In Chino on a recent morning, the trucks halted on three occasions -- once when a jogger loped by in the murky darkness at 3 a.m., and twice when lone cars drove by. The rest of the time, the sprayer released a steady mist of Pyrenone 25-5.

The chemical cloud drifted among bushes, houses and the ground, visible only when caught by the yellow blinking light atop the truck or under humming street lights. When a trickle of commuter traffic began to appear on the streets at 4:30 a.m., the operation ended.

Limited ground-level spraying does allow some adult mosquitoes to escape. "The problem is getting them in the backyard, because the house acts as a barrier," Reisen said.

But limited spraying is more acceptable to the public, he said. "Do I want vector control districts to stop all the traffic over LAX

Ramiro Salazar, a mosquito-control worker with the West Valley district, agrees. Sitting with his finger near the trigger of a truck-mounted Pro-Mist pesticide fogger, he said: "People in California don't like chemicals sprayed on them."

Vermin-control districts were set up at the turn of the 20th century in Los Angeles and San Francisco to eliminate insects in swamps that were being developed into housing. When mosquitoes infected with St. Louis encephalitis began killing people in the 1930s, the districts expanded across much of the state.

But spraying became highly controversial in the 1980s and 1990s, when California officials ordered the pesticide malathion sprayed from helicopters and airplanes onto residential neighborhoods to combat the Mediterranean fruit fly. The sticky insecticide coated cars and houses and brought about more than 6,600 claims of poisonings of people and pets. The spraying prompted wide-scale protests and lawsuits.

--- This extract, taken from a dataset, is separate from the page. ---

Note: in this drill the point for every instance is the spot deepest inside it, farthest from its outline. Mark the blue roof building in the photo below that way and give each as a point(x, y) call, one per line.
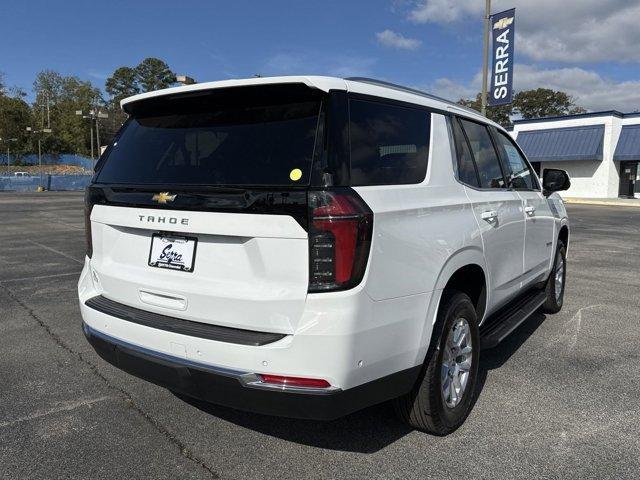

At that time, state officials said the spraying was needed to protect California's multibillion-dollar agriculture industry. West Nile, though deadly in a small number of cases, has yet to generate a similar level of concern.

According to the state's latest figures, the number of West Nile infections in California has risen rapidly, nearly doubling from 53 cases reported as of July 29 to 103 cases by Aug. 5. Federal and state public health officials have warned that based on the experience of other states, August and September, active mosquito-breeding times, could be the worst months.